Les pouvoirs publics mettent en avant l’emploi accompagné comme une sorte de substitut, alors que nous considérons qu’il est un complément de l’emploi protégé. Depuis quatre ans, aucune place en Esat n’a été créée et il n’y a aucune analyse ni quantitative, ni qualitative des besoins sur les territoires. Les Esat ont disparu des discours officiels comme sur une photo de laquelle on veut faire disparaître un personnage. Or les Esat sont des structures qui ont toujours fait preuve de souplesse, qui se sont adaptées. Beaucoup d’observateurs européens trouvent que la France a un dispositif remarquable mais en France le discours est dépréciateur.
Nous sommes tous pour l’inclusion. Mais il faut donner du contenu au concept et à la pratique de l’inclusion. Les pouvoirs publics ont une conception pauvre de l’inclusion qui risque de se retourner contre les bénéficiaires. L’inclusion doit être adaptée aux personnes. Elle doit être mobile, dynamique, accompagnée de droits (droit à l’éducation, à l’emploi…). J’entends derrière ce discours de la Caisse nationale de solidarité pour l’autonomie et du secrétariat d’Etat aux personnes handicapées, une très grande hostilité à l’égard des structures et des services spécialisés. Il y a un discours très anti-structures spécialisées alors qu’elles participent à l’inclusion, elles concourent à la prise en charge, à l’accompagnement de qualité.

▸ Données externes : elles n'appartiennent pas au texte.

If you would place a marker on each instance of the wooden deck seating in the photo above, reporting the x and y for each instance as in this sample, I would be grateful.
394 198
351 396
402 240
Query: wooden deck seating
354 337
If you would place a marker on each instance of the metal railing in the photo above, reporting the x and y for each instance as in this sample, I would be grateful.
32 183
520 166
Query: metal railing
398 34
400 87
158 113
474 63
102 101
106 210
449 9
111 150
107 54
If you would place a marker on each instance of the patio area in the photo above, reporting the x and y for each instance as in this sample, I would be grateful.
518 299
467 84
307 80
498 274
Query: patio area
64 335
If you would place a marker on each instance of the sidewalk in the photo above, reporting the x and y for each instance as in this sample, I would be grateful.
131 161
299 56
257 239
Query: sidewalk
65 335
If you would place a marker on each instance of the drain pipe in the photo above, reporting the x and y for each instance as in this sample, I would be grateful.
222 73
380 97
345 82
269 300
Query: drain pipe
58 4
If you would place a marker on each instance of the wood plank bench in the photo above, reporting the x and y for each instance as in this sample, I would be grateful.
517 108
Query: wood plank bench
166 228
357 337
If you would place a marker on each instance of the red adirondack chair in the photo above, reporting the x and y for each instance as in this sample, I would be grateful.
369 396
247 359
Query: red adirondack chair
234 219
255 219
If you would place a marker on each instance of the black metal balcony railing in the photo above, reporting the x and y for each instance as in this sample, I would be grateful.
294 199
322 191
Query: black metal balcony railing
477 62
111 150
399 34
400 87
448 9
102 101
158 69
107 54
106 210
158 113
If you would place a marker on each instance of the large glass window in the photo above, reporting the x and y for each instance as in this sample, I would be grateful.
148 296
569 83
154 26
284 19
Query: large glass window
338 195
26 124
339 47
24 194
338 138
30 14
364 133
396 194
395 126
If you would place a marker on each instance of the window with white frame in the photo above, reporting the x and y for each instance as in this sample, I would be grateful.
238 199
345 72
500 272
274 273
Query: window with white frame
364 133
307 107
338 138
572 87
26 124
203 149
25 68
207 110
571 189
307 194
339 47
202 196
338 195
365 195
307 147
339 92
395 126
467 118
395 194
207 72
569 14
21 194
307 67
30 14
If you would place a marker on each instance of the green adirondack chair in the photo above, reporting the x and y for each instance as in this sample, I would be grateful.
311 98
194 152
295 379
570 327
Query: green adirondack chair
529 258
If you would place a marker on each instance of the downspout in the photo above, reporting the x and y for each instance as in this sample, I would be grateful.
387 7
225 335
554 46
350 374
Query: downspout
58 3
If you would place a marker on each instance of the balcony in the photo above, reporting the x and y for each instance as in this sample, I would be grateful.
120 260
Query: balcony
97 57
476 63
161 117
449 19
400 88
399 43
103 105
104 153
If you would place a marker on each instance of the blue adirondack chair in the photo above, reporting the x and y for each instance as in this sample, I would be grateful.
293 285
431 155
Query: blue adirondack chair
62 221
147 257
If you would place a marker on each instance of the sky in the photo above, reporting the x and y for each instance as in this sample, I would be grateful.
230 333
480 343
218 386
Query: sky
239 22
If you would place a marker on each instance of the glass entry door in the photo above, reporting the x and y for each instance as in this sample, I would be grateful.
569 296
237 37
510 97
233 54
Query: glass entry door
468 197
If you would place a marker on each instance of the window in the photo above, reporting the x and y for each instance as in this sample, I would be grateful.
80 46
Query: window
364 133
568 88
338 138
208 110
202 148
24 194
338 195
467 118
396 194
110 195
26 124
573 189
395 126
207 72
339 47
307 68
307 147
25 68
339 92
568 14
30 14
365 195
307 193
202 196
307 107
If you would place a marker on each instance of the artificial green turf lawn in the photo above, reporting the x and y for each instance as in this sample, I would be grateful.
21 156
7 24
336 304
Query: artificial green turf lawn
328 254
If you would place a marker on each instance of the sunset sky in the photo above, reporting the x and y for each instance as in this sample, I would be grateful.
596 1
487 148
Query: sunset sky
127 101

Ce discours est très aveugle, très unilatéral, très en dehors des réalités familiales, des réalités des enfants et adultes handicapés, des réalités des droits. Si on renonce aux services et aux structures spécialisés, c’est tout le principe de la compensation de la loi de 2005 qui s’effondre. On revient à une pseudo-inclusion, à l’abandon social, à des situations qui remontent à des décennies en arrière. C’est profondément irresponsable. C’est une politique qui va dans le mur et qui sera très préjudiciable aux personnes handicapées. On ne remarque pas un esprit de dialogue et de prise en compte des réalités de la part du gouvernement.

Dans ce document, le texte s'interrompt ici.